See the Test Exchange for exams and answer keys from the 2010 and 2011 National Tournaments.
These attributes are consistent across all levels of competition, because the Center for Biomolecular Modeling at MSOE provides all tests for the Protein Modeling event. However, the questions (at least ostensibly) get more challenging at each successive level of competition.
"Structure equals function" is the basic tenet of Protein Modeling: i.e., it's important to know what a protein's structure is like because its function is determined by its structure.
There are four different types of protein structure: primary, secondary, tertiary, and quaternary.
Primary structure is the sequence of amino acid residues in a protein chain.
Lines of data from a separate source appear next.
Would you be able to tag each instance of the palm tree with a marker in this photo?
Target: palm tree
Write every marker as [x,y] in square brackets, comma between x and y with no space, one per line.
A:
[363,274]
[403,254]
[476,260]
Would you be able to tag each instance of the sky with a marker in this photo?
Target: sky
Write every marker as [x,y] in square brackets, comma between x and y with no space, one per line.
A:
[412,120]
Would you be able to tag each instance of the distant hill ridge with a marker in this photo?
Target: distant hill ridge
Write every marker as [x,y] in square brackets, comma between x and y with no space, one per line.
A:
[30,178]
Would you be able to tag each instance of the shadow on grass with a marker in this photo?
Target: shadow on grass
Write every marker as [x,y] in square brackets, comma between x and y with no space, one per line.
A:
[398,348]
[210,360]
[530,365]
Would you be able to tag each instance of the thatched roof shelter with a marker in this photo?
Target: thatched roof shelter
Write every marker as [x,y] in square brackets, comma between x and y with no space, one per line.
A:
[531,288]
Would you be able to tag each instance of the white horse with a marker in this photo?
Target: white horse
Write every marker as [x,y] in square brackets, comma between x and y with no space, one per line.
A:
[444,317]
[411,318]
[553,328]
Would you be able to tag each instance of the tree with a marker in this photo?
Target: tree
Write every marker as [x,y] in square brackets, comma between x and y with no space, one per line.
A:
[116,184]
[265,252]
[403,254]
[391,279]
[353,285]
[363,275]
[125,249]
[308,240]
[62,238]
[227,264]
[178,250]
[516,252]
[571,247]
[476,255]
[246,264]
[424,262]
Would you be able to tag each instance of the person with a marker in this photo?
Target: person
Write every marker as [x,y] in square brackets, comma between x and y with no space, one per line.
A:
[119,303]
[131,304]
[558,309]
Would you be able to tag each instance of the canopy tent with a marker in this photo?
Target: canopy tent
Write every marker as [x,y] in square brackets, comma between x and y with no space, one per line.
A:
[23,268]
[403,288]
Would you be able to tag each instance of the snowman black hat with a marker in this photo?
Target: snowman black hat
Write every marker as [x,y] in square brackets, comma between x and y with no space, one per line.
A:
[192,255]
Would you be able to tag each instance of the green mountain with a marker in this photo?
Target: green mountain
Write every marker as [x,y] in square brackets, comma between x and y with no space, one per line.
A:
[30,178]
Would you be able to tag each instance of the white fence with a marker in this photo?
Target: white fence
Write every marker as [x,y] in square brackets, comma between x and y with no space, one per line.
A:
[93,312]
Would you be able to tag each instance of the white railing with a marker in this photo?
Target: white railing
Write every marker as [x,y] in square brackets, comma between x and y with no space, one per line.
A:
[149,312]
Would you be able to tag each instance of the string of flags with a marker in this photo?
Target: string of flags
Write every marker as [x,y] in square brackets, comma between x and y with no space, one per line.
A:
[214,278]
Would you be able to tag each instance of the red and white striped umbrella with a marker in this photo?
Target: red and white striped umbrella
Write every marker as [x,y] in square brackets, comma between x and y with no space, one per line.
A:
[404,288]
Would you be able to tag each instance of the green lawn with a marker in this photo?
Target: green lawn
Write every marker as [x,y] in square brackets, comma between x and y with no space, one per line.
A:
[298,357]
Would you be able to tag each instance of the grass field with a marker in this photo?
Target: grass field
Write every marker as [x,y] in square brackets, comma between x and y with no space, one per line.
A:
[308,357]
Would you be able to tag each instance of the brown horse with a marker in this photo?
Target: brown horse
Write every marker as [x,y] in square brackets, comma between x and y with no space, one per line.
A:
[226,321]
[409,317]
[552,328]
When the amino acids bind to become proteins, they lose a hydrogen from the amino group and a hydroxide ion from the carboxylic acid group through dehydration synthesis. The amino acids are called residues because when a peptide bond is formed by dehydration synthesis, a molecule of water leaves the newly formed peptide, leaving behind dehydrated versions, or residues, of the amino acids bonding. There are 20 main varieties of amino acid, which differ only in their sidechain (sometimes called an "R group"). Each amino acid is known by three names - the full name, usually derived from what the amino acid was first isolated from; the three-letter abbreviation; and a one-letter abbreviation. For example, tyrosine (from Greek tyros for cheese) is also known as Tyr and Y.
The central carbon to which the carboxylic acid, amine, and R-group is bound serves as a chiral center, meaning that amino acids can exist in two different forms, the L-enantiomer and the D-enantiomer. The L-enantiomer is by far the most prevalent form in nature. It is important to remember that since enantiomers are not superimposable, D-enantiomers cannot substitute L-enantiomers in function.
Amino acids are zwitterions, which are neutral species that can carry both a positive and a negative charge. In solution, the proton on the carboxylic acid end will generally dissociate and protonate the amine end, creating a negative charge on the newly formed carboxylate end and a positive charge on the amine end. This protonation and deprotonation is pH dependent, so the charges of amino acids can change over a pH range, one of the reasons why altering pH of a protein can affect the activity of the protein.
Different residue sidechains have different properties. One of the most important properties of an amino acid is its polarity, which is highly dependent on the sidechain. Polar functional groups (hydroxides, amines, sulfhydryls) as well as charged functional groups increase the polarity of an amino acid, while the lack of these functional groups decreases polarity. Polarity is a major factor in determining hydrophobicity. Water is highly polar and will interact via intermolecular attractions with other polar molecules, so polar amino acids are hydrophillic. In contrast, water does not interact much with nonpolar molecules, so nonpolar amino acids are generally hydrophobic.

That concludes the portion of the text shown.